Addressing adherence to lifestyle changes, including exercise training, is significant and incredibly difficult, since participation rates in CR programs depend on several factors. Understanding those factors and predicting patients’ behavior, such as exercise compliance, is important in clinical practice; thus, the clinical implications of our work could be substantial. Identifying areas for improvement in the interventions can increase adherence and the effectiveness of home-based CR; this, in turn, can lead to a better health status and quality of life for patients with CVD. In addition, since home-based CR methods have also proven to be more cost-effective, this could also help alleviate the financial stress placed on healthcare systems by the management of CVD patients [65]. Second, being able to predict adherence to home-based CR could contribute to better allocation of resources. Tang [66] showed that patient characteristics influence the choice of a certain type of CR delivery mode. The clinician could use this information to advise for or against home-based CR for a specific patient, increasing the likelihood of a match between patient and CR program.

The main limitation of the present study is the fact that the results were based on a small dataset (41 patients) collected as part of an RCT described in [16]. However, the data used for the predictive models and patient clustering are typically collected before a patient is recruited into a CR program, increasing the generalizability of the method and making it feasible to increase the sample size and allow for external validation of the models. However, this method needs to be validated using larger datasets, and this is one of the future directions of our study.

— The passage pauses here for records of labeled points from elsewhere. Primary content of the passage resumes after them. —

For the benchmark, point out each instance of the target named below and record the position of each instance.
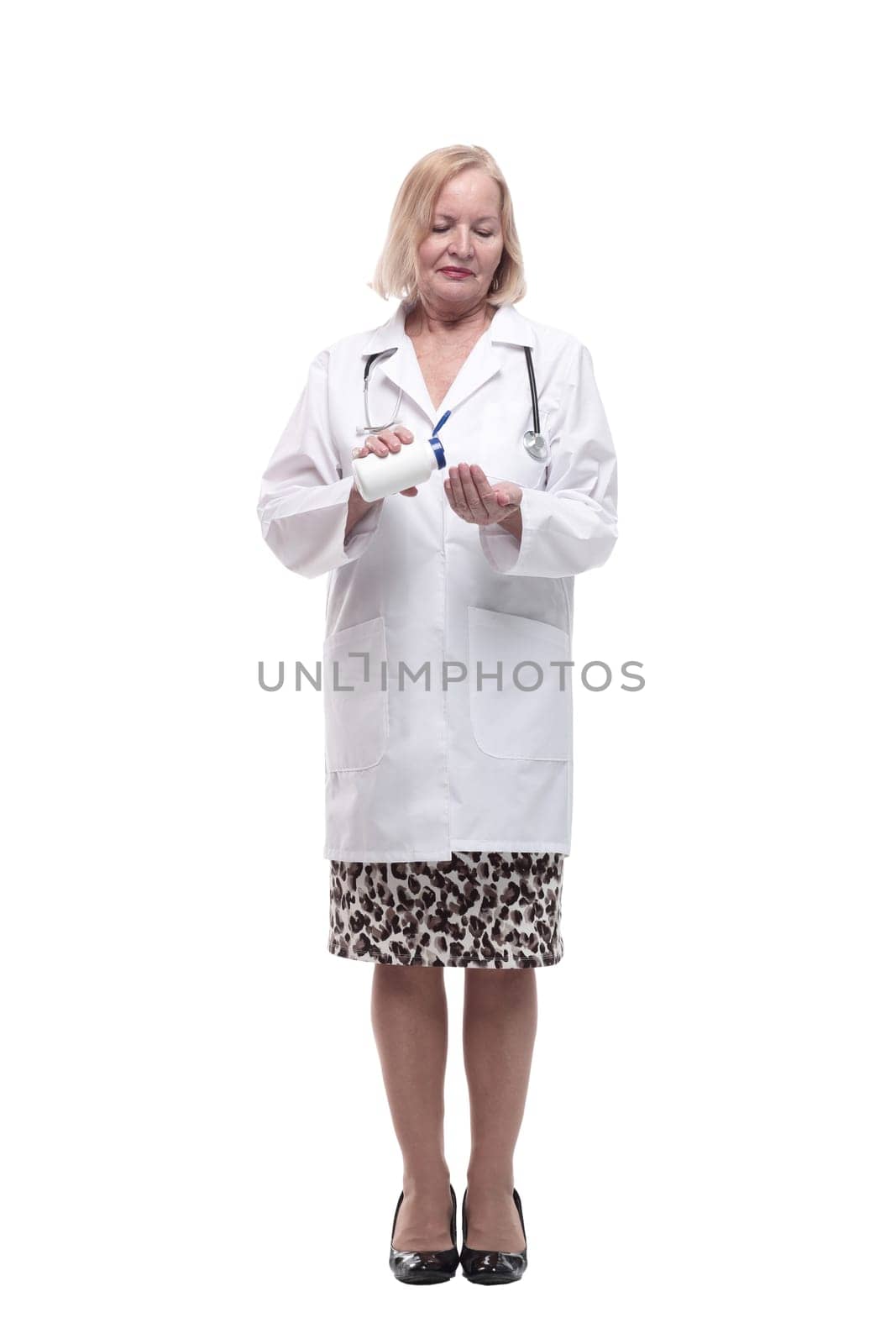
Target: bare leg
(500, 1018)
(409, 1011)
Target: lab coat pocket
(355, 707)
(526, 717)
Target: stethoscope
(533, 440)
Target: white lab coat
(414, 772)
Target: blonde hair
(411, 218)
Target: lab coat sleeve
(571, 524)
(304, 497)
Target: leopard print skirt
(499, 911)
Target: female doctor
(448, 675)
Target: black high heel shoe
(426, 1267)
(493, 1267)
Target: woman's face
(465, 234)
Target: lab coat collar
(484, 362)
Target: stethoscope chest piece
(535, 445)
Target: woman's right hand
(390, 441)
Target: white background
(196, 1142)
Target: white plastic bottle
(411, 465)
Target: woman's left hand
(476, 501)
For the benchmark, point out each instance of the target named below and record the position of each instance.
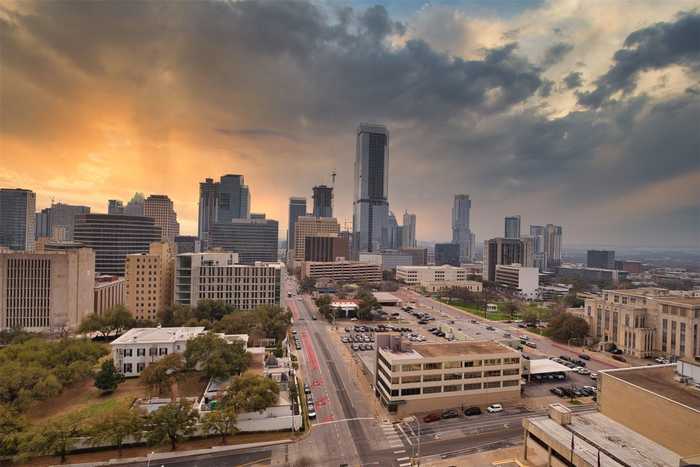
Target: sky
(578, 113)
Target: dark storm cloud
(650, 48)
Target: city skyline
(530, 155)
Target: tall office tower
(323, 201)
(309, 226)
(512, 227)
(501, 251)
(115, 207)
(552, 246)
(149, 281)
(254, 239)
(46, 291)
(461, 233)
(17, 218)
(604, 259)
(371, 202)
(113, 237)
(160, 208)
(297, 209)
(408, 232)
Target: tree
(251, 393)
(117, 426)
(108, 378)
(216, 357)
(221, 422)
(172, 423)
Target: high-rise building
(371, 187)
(160, 208)
(512, 227)
(113, 237)
(149, 281)
(17, 218)
(461, 233)
(323, 201)
(297, 209)
(604, 259)
(46, 291)
(254, 239)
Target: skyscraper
(512, 227)
(323, 201)
(17, 218)
(371, 186)
(461, 233)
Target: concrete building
(371, 189)
(519, 278)
(601, 259)
(149, 281)
(343, 271)
(17, 219)
(421, 377)
(160, 208)
(112, 237)
(218, 276)
(46, 291)
(447, 253)
(110, 291)
(254, 239)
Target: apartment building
(218, 276)
(416, 378)
(149, 281)
(646, 322)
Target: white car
(494, 408)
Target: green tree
(108, 378)
(172, 423)
(116, 427)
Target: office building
(461, 233)
(49, 291)
(447, 253)
(17, 219)
(323, 201)
(342, 271)
(149, 281)
(160, 208)
(110, 291)
(218, 276)
(524, 280)
(310, 226)
(512, 227)
(603, 259)
(371, 188)
(112, 237)
(428, 377)
(254, 239)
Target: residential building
(371, 188)
(447, 253)
(218, 276)
(48, 291)
(602, 259)
(110, 291)
(112, 237)
(342, 271)
(422, 377)
(461, 233)
(323, 201)
(17, 219)
(160, 208)
(254, 239)
(522, 279)
(149, 281)
(512, 227)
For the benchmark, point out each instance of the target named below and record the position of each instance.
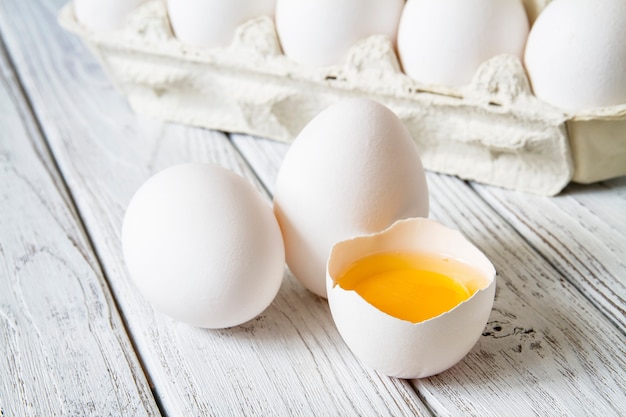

An additional limitation is that in the present study, adherence was mainly associated with the use of a home-based CR platform. However, the use of technology during exercise may not fully cover or represent adherence to the desired health behavior. As observed in Figure 6, patients in the adherent group presented a decrease in their adherence over time. This finding could be explained by the fact that these patients were becoming more confident in their physical activity behavior and might choose to exercise on their own, without the constant need to be stimulated by a home-based system. Finally, information related to the age and the sex of the patients was not available during the analysis, and their inclusion could lead to different clusters based on patients’ baseline characteristics. This lack of information is a limitation of our study.

The results of the present study highlighted the importance of patients’ characteristics and behavior in the familiarization phase for predicting adherence to home-based CR programs. Considering that CR programs are effective in improving patients’ functional capacity, psychosocial status, and quality of life, technology should be leveraged for the widespread implementation of CR programs in patients with CVD or other chronic diseases.